Il secondo tonfo giapponese non ha mancato di farsi sentire anche sulle piazze europee che stamattina in apertura segnavano tutte indici in negativo: Londra -1,09%, Parigi -1,37%, Francoforte -1,15%, Madrid -1,20%, Zurigo -0,18%. Male anche Milano con il Mibtel che dopo i primi scambi registrava una perdita dello 0,75% a quota 14.142.

 

Hitachi dovrebbe registrare una perdita da 6 miliardi di euro nel bilancio annuale, scadenza marzo, anche se da mesi promette utili in rialzo. Risultato? 7.000 licenziamenti e piano di rientro obbligatorio.

Stesso dramma per NEC: 20.000 dipendenti a casa dopo una perdita dell’ordine di 2,4 miliardi di euro.

 

Hitachi e NEC sono due delle industrie giapponesi che stanno risentendo maggiormente di questa crisi mondiale, che dallo scorso settembre ha assunto dimensioni drammatiche.

A dicembre Sony aveva annunciato il taglio di 16.000 posti di lavoro nel core business, l’elettronica, improvvisamente in disavanzo.

Da allora, questa attività ha subito un nuovo shock e si prepara a un deficit netto annuo di 1,25 miliardi di euro.

Subito dopo è stata la volta di Toshiba (4.500 licenziamenti e si temono perdite per 2,33 miliardi di euro) accompagnata da uno stuolo di aziende meno note che sono finite strangolate da questa crisi.

 

Il presidente di Toshiba, Hatsutoshi Nishida, ha commentato che “…La congiuntura si è terribilmente aggravata durante l’anno in corso e la prossima si annuncia ugualmente molto difficile”.

Il Giappone non aveva mai vissuto una crisi di simili proporzioni in un lasso di tempo così breve.
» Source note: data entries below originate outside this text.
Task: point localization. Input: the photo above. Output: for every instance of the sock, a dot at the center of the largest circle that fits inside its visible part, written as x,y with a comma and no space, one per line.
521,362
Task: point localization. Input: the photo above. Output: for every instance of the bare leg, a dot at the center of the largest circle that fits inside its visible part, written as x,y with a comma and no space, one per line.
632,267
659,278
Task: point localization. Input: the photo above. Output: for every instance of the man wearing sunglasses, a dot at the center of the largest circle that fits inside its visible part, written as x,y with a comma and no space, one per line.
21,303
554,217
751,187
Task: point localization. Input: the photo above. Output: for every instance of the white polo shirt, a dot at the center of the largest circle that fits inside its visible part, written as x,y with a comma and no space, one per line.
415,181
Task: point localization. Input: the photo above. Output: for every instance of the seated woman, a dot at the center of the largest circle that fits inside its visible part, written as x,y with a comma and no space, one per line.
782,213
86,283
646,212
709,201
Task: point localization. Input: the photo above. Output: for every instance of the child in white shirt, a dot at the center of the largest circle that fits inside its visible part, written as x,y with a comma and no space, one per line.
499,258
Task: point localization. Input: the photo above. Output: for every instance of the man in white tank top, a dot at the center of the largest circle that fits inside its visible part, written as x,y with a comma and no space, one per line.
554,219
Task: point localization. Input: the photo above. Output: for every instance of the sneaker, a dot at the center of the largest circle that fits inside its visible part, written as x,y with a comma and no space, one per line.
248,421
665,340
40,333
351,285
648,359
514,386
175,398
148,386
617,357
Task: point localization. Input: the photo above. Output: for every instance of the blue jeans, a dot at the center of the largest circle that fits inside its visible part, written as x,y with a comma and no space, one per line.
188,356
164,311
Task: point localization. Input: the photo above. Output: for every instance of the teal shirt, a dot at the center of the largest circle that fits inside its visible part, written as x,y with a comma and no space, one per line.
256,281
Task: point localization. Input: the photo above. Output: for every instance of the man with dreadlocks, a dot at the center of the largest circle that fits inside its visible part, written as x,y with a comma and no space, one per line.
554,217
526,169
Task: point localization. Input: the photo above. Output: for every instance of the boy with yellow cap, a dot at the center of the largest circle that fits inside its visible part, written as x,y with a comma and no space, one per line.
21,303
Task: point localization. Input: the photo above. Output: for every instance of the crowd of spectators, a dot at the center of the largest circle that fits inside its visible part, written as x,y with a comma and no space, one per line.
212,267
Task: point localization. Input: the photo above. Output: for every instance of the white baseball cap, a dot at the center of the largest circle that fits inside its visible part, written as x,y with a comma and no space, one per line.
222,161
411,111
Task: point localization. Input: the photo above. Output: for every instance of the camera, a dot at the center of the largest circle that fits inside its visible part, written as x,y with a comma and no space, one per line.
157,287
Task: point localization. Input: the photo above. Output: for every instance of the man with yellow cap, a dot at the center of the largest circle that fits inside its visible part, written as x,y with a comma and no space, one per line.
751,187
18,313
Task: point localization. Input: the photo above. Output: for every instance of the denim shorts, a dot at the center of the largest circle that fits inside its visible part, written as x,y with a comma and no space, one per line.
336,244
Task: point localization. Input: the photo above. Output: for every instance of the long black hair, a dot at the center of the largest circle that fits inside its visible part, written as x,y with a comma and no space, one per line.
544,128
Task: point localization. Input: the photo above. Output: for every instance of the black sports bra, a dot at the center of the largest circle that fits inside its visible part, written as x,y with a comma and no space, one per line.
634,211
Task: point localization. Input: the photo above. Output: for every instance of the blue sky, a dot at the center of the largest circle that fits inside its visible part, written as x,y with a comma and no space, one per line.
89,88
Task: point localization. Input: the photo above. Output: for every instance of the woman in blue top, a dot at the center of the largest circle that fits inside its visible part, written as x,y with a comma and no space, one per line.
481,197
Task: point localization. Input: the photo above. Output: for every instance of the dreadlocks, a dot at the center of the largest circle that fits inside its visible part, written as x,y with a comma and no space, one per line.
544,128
Per alcuni, ricorda quella che investì il Paese dopo lo scoppio della bolla immobiliare e finanziaria del 1990.

 

Tutti i grandi nomi dell’hi-tech subiscono non solo l’impatto del deterioramento del mercato ma anche quello, altrettanto nocivo, dell’apprezzamento dello yen rispetto alle altre valute.

Di conseguenza, le società non riescono a essere competitive sui mercati Usa, europei o sudcoreani e una grossa parte delle loro attività dipende fortemente dalla presenza all’estero.
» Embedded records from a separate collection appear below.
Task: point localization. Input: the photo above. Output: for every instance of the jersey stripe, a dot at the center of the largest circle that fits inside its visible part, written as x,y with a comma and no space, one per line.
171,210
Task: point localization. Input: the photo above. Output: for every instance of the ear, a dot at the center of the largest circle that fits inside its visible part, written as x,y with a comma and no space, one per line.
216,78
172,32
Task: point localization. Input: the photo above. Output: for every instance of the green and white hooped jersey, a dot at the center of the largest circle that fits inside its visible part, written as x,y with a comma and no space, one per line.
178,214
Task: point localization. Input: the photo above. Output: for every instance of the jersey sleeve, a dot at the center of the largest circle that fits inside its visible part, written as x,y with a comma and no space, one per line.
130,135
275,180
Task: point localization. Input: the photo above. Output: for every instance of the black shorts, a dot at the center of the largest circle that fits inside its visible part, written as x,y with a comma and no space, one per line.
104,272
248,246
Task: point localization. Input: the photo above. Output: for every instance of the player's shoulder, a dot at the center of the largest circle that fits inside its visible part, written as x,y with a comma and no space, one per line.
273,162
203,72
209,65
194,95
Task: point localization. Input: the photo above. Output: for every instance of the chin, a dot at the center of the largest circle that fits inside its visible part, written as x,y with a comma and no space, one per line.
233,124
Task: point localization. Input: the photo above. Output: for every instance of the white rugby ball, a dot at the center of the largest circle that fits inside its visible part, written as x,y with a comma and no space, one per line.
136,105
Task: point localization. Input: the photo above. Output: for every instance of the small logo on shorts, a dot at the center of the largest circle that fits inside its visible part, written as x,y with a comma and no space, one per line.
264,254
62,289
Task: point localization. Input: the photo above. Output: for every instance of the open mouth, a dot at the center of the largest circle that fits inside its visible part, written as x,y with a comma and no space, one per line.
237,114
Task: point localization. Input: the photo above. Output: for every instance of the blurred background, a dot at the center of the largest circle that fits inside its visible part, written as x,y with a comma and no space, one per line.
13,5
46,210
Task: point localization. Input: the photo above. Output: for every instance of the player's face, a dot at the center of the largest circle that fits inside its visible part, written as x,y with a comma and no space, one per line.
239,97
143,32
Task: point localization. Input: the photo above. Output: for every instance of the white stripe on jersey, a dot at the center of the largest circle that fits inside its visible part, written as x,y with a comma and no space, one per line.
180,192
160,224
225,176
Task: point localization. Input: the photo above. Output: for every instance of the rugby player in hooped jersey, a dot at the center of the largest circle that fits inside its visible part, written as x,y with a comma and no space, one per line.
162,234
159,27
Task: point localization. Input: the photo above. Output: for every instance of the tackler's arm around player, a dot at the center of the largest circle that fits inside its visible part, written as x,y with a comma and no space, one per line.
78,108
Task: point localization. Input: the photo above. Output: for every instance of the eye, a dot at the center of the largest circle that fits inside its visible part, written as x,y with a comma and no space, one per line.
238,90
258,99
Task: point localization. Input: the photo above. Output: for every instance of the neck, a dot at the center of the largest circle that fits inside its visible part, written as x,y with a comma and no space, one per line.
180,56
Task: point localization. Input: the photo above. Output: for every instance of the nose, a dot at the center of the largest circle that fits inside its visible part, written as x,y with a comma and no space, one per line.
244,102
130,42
Ai presidenti tocca, giorno dopo giorno, incontrare giornalisti e analisti per illustrare i piani di salvataggio, come avevano fatto prima i capi dell’industria automobilistica.

Tagli al personale e agli investimenti, progetti congelati, liquidazione delle attività, partnership coi competitor: le ricette sono uguali per tutti.

Ma, ahimè, non c’è garanzia di riuscita!